If you’re building toward Level 2 or 3 and you want your customer insights to actually fuel AI rather than sitting untouched in a doc somewhere, that’s exactly what Productboard Spark is for. Spark turns the voice of your customer into structured, always-current context your team can act on.

Try Spark free →

Join Us at the Next Meetup

This conversation is part of an ongoing series Productboard is hosting across San Francisco, including fireside chats, workshops, and showcases designed to help product people learn from one another in real time. We’d love to see you at the next one.

Register for our next SF meetup →

FAQ

What is the difference between AI-assisted and fully autonomous AI in product management?

AI-assisted (Level 1) means humans lead every step and AI provides support. Fully autonomous (Level 3) means the system detects, decides, and acts without human review. Getting from one to the other requires incrementally earning customer trust through transparency, auditability, and demonstrated accuracy, not just shipping more capable models.

How do you build customer trust when launching an agentic product?

Start in blind mode: run the AI silently against real customer data before surfacing any output. Validate findings with actual end users, not just internal test sets. Show your work by letting users see the reasoning behind every AI decision. And build agents that check other agents before anything reaches the user. Trust is earned in layers, not granted at launch.

What should a product manager's role be when engineers are using AI coding agents?

As engineering velocity accelerates, the bottleneck shifts to the quality of context that PMs provide upfront: customer insights, user personas, workflow details, competitive positioning. PMs who invest in structured, rich context repositories will directly accelerate what their engineering teams can build. Those who don’t will become the slowest part of the system.

How do you prevent low-quality AI output in product teams?

Require a short human-authored document or input before AI is used on any project. This forces the thinking to happen before the generation starts. The discipline is about ensuring human judgment drives the direction before AI scales the execution.

What makes an AI product defensible in a regulated or high-stakes industry?

Two things: proprietary data that can’t be easily replicated, and deep domain expertise translated into a differentiated customer workflow. Workflow alone isn’t enough; anyone can replicate a workflow cheaply with AI. What holds is the combination of unique data and an intimate understanding of customer pain that a generic model simply can’t match.

How do you think about feature bloat when measuring AI impact by features shipped?
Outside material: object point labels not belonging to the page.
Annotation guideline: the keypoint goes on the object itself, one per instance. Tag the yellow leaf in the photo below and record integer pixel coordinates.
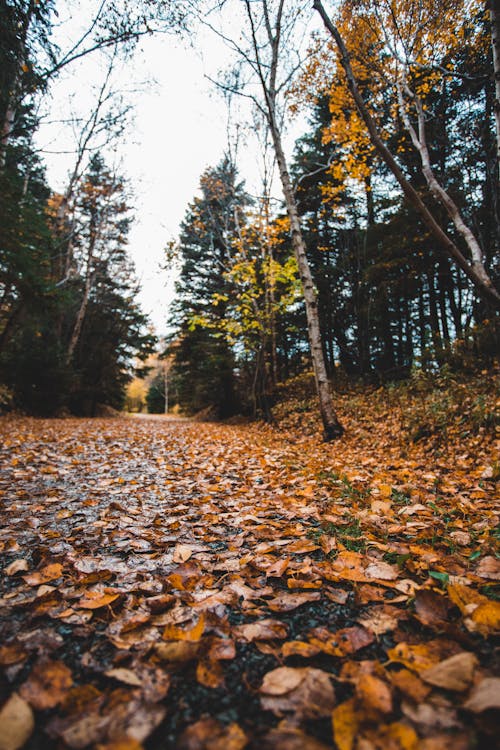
(175, 633)
(345, 722)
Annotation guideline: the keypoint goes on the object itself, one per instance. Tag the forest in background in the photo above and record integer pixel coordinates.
(391, 298)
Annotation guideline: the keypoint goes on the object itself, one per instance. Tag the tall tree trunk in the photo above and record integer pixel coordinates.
(332, 427)
(495, 43)
(475, 271)
(15, 94)
(267, 74)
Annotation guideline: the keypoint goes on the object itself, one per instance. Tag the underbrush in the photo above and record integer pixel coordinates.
(434, 407)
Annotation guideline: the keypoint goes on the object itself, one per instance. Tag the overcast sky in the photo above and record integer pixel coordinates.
(179, 128)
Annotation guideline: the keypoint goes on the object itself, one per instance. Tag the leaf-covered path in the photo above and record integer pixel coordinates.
(180, 585)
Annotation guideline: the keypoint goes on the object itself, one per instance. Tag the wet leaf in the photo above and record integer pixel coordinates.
(374, 694)
(47, 685)
(16, 567)
(46, 574)
(16, 723)
(305, 692)
(209, 734)
(287, 602)
(484, 695)
(345, 722)
(455, 673)
(96, 600)
(262, 630)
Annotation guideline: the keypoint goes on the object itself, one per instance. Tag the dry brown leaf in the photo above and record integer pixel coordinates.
(178, 651)
(455, 673)
(16, 723)
(16, 566)
(381, 570)
(286, 602)
(489, 567)
(286, 737)
(374, 694)
(410, 685)
(277, 569)
(125, 744)
(383, 619)
(304, 692)
(345, 723)
(465, 598)
(175, 633)
(126, 676)
(431, 608)
(96, 600)
(281, 680)
(12, 653)
(422, 656)
(210, 734)
(46, 574)
(182, 553)
(484, 695)
(299, 648)
(429, 716)
(262, 630)
(343, 642)
(485, 618)
(209, 673)
(47, 685)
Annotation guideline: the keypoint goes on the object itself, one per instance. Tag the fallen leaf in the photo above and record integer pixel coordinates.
(484, 696)
(455, 673)
(47, 685)
(410, 685)
(182, 553)
(343, 642)
(382, 571)
(16, 566)
(262, 630)
(46, 574)
(429, 716)
(345, 723)
(304, 692)
(277, 569)
(178, 651)
(12, 653)
(96, 600)
(421, 656)
(431, 608)
(290, 738)
(286, 602)
(281, 681)
(210, 734)
(374, 694)
(380, 620)
(175, 633)
(16, 723)
(299, 648)
(209, 673)
(485, 618)
(489, 567)
(126, 676)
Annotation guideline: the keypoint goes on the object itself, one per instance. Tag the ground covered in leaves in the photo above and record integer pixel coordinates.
(169, 584)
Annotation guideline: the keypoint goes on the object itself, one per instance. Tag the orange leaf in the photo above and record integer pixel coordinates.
(175, 633)
(96, 600)
(345, 722)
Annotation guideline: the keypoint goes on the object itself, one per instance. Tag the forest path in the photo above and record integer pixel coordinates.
(172, 584)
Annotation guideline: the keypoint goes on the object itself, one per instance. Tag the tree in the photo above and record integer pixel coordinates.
(412, 32)
(271, 27)
(204, 358)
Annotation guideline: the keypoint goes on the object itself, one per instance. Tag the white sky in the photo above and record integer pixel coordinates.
(179, 129)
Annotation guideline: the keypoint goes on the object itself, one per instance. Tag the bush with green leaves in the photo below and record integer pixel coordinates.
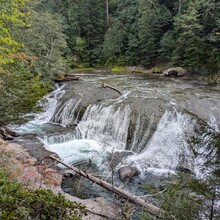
(17, 202)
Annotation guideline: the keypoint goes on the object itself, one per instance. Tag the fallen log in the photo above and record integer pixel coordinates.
(104, 85)
(67, 77)
(135, 199)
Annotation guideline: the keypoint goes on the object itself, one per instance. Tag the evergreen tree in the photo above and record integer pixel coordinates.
(198, 40)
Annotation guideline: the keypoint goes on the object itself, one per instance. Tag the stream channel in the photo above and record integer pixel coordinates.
(150, 127)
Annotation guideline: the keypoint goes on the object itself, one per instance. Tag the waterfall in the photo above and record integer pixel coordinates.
(49, 104)
(107, 125)
(64, 114)
(168, 147)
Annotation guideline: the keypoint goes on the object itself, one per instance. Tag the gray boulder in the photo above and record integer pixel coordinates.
(175, 71)
(128, 172)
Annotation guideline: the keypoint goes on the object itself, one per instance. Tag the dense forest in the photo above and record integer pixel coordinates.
(43, 39)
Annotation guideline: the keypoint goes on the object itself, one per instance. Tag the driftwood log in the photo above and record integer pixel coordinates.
(135, 199)
(67, 77)
(7, 133)
(104, 85)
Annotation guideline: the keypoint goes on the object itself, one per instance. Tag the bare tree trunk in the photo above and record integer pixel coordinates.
(107, 13)
(104, 85)
(180, 6)
(135, 199)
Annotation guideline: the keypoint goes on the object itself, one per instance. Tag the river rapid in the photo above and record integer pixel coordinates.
(150, 125)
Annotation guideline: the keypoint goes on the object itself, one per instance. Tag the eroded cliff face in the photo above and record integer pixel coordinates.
(35, 174)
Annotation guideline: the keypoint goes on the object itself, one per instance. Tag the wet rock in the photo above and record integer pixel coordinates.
(24, 169)
(117, 157)
(128, 172)
(175, 71)
(5, 135)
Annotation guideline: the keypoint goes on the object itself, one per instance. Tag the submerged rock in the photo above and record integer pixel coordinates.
(27, 170)
(175, 71)
(128, 172)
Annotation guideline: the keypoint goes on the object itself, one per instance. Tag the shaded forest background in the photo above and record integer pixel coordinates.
(43, 39)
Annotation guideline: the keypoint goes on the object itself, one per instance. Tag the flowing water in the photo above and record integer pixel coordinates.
(148, 125)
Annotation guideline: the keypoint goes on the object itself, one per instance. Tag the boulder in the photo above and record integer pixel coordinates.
(175, 71)
(128, 172)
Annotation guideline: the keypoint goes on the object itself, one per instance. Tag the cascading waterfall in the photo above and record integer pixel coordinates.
(49, 105)
(64, 114)
(168, 147)
(102, 129)
(107, 125)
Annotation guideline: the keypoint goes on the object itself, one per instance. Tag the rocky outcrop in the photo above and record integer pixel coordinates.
(128, 172)
(175, 71)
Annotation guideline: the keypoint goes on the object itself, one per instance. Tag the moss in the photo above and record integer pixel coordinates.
(20, 203)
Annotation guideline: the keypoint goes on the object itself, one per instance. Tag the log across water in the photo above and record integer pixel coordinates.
(135, 199)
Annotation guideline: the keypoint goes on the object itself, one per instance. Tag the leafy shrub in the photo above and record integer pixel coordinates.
(20, 203)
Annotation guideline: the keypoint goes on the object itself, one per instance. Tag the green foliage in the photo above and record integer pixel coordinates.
(11, 15)
(185, 198)
(20, 92)
(20, 203)
(197, 39)
(44, 39)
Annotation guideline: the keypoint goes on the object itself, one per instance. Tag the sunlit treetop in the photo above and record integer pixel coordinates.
(11, 15)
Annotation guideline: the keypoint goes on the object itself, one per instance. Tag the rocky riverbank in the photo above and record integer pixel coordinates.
(35, 173)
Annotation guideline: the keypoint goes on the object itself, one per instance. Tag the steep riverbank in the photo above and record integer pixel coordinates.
(42, 173)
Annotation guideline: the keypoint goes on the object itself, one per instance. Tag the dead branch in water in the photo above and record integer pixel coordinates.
(132, 198)
(104, 85)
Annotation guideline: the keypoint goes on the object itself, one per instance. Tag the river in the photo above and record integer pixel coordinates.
(151, 126)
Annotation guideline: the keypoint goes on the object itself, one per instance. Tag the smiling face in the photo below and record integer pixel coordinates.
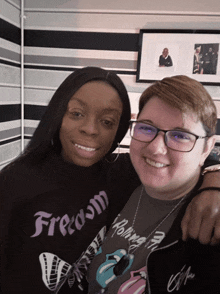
(90, 123)
(165, 173)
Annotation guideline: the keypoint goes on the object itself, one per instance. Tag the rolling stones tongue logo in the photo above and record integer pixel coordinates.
(116, 264)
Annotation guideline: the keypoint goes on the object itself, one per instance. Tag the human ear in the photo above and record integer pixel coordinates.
(209, 145)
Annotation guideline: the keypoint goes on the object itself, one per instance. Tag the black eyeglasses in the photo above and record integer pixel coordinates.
(174, 139)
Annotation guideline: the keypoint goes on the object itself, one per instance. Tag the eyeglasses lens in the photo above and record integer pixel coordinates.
(174, 139)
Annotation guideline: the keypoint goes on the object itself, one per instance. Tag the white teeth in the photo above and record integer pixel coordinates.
(85, 148)
(154, 163)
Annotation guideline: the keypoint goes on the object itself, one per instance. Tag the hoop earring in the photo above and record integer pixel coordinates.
(116, 155)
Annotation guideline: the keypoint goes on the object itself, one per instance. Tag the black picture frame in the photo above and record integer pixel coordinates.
(194, 53)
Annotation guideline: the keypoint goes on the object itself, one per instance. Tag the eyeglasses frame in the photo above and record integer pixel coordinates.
(164, 131)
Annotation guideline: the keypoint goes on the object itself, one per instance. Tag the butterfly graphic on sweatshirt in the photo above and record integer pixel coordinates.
(55, 271)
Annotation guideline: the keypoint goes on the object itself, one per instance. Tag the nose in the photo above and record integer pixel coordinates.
(89, 127)
(158, 146)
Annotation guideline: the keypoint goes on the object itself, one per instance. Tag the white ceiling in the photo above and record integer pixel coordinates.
(197, 6)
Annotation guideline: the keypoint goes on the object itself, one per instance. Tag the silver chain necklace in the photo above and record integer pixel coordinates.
(163, 220)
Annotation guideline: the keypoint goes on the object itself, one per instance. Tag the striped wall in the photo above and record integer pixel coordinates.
(59, 40)
(10, 89)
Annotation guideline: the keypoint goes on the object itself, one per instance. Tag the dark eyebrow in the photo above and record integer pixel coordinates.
(175, 129)
(78, 100)
(104, 111)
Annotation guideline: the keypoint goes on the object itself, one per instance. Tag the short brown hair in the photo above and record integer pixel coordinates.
(185, 94)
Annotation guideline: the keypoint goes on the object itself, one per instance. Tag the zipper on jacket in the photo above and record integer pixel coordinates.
(147, 276)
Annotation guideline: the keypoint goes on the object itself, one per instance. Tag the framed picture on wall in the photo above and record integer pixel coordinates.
(194, 53)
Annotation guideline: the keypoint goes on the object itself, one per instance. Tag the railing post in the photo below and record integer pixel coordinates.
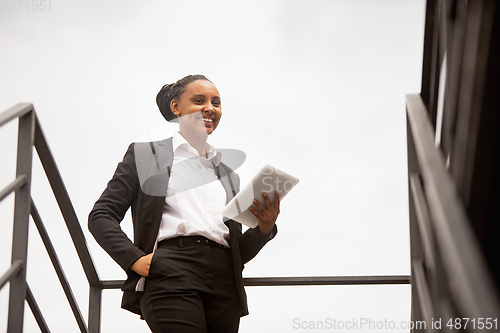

Feature count is a leading indicator, not the goal. The only metric that really matters is whether your North Star metrics are moving and whether the business is growing in the right direction. Leading indicators like features shipped and quality metrics tell you if you’re trending right; lagging indicators tell you if it’s actually working. Optimizing for the proxy leads you astray.

How do you decide what to build that AI won't commoditize in a few quarters?

Focus on problems where domain expertise is genuinely hard to replicate, where being wrong carries real consequences, and where the human-digital interface needs deep specialization. The ability to understand a specific customer’s pain at that level of intimacy is still a uniquely human capability. That’s where the edge lives.